Monsanto is already engineering drought-tolerant breeds. Corn tailor-made for the most challenging growing conditions could bring bumper crops to perennially undernourished African regions. Only, as things stand, it won't: Genetically modified (GM) crops are not legal most everywhere in Africa.
If there is anywhere desperate for better crops, it is Africa, where grain yields per acre, according to the Yale Center for the Study of Globalization, are one-fifth that of those in Europe and the United States.

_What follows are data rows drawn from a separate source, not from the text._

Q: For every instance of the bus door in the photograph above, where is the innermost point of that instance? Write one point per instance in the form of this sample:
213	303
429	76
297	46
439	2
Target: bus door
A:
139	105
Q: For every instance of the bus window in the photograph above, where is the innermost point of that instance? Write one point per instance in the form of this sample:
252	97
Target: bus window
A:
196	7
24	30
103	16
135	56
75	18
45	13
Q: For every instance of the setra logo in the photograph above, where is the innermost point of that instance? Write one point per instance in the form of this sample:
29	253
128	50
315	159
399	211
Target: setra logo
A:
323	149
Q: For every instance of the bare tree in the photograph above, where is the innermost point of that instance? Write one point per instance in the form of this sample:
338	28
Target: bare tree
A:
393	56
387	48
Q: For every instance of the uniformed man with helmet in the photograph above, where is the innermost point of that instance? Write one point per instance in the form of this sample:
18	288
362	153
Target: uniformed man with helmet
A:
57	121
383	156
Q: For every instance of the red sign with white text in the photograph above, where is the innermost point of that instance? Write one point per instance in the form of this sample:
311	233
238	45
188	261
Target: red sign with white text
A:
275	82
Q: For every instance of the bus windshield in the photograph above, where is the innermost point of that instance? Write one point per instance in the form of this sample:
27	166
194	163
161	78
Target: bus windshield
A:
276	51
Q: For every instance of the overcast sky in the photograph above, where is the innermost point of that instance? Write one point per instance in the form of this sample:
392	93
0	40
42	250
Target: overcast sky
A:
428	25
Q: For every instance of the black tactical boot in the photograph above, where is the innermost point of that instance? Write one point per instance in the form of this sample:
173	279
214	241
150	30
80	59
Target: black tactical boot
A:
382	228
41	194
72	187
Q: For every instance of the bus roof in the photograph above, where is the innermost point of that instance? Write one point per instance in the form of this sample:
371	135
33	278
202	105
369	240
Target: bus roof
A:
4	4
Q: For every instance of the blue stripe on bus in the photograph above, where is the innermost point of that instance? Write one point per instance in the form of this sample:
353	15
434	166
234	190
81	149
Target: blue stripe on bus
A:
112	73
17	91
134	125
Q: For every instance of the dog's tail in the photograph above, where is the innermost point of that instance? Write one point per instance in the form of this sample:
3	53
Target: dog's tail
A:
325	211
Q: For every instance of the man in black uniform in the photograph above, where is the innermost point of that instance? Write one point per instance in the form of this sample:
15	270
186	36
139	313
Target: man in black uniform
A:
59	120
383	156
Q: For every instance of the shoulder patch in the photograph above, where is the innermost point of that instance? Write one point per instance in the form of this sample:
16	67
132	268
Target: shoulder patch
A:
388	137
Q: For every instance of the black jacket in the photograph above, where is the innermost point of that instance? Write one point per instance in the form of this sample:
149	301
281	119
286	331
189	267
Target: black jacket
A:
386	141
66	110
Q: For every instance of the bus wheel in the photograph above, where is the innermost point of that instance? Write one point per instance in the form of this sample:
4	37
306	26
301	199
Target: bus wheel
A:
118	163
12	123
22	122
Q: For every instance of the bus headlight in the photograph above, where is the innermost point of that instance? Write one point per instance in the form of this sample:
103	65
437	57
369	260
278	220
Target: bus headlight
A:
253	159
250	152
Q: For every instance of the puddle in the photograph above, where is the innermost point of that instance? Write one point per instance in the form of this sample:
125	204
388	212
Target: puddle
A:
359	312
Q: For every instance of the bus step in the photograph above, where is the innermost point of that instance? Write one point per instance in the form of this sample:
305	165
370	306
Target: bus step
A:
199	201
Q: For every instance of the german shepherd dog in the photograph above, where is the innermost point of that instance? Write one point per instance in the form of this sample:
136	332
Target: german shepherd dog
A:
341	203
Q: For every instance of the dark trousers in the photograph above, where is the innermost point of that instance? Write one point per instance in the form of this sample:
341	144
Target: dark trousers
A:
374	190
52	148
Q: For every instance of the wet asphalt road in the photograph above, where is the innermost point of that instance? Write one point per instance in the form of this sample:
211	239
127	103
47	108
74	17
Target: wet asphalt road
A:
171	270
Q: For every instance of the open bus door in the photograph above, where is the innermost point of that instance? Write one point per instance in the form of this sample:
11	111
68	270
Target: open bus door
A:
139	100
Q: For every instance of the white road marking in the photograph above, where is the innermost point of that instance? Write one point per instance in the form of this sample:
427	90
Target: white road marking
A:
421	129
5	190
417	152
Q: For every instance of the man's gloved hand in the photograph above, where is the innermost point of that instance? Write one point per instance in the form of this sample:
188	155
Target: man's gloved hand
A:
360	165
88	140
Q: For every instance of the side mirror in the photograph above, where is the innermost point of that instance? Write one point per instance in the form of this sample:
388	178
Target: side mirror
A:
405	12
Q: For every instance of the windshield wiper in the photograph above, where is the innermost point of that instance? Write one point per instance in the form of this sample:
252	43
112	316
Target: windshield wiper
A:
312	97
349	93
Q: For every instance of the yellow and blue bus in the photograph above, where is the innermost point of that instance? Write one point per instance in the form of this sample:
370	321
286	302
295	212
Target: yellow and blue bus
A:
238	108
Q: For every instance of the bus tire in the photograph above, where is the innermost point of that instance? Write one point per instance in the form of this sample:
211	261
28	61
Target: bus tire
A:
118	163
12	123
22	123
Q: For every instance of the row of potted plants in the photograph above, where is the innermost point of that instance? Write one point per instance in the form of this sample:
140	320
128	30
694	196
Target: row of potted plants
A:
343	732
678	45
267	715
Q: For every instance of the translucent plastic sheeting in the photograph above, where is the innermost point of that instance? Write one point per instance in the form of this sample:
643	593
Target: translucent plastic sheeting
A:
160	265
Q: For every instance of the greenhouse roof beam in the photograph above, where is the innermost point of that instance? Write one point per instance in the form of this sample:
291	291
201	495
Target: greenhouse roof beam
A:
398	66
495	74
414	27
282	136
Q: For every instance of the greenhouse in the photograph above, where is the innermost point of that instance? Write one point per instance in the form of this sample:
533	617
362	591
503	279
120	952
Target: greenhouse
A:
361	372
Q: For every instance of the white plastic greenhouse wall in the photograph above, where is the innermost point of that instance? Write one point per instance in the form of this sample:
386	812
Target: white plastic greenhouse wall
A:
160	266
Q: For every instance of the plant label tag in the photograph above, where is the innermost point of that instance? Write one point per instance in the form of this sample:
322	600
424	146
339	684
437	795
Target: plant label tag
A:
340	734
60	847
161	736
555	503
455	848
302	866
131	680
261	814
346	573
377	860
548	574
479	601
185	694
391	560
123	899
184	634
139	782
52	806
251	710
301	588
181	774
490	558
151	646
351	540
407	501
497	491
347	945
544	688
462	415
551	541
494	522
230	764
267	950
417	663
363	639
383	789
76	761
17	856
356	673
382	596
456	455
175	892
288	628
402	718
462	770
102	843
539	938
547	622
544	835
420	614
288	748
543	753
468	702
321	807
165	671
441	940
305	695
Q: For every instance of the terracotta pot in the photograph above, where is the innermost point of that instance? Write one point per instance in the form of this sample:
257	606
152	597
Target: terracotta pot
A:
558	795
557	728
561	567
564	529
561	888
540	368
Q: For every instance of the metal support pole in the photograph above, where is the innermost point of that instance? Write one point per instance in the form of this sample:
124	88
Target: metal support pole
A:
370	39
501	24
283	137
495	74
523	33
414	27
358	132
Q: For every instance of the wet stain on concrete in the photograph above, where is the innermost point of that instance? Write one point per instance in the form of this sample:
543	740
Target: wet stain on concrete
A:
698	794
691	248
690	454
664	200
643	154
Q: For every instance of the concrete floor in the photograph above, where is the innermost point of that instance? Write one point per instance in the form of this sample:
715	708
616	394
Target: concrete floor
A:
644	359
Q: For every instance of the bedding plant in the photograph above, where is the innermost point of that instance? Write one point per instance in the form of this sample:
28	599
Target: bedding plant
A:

As Western harvests improve, Africa's are shrinking: the World Resources Institute reported in 2006 that, per capita, African farms produced 19% less in 2005 than in 1970. Where the typical farmer devotes at least 90% of her small plot of land to simply feeding her family, the growth in Africa's population, expected to nearly double by 2050 to 1.7 billion, will, without modern, high-yield agriculture techniques, mean vast wilderness lost to crude farms.
Until the mid-1990s, some African governments were preparing to introduce the same genetically modified, pest-resistant, high-yield crops Americans and Canadians were adopting, when, again, environmental NGOs interfered, campaigning against what they branded Frankenfoods.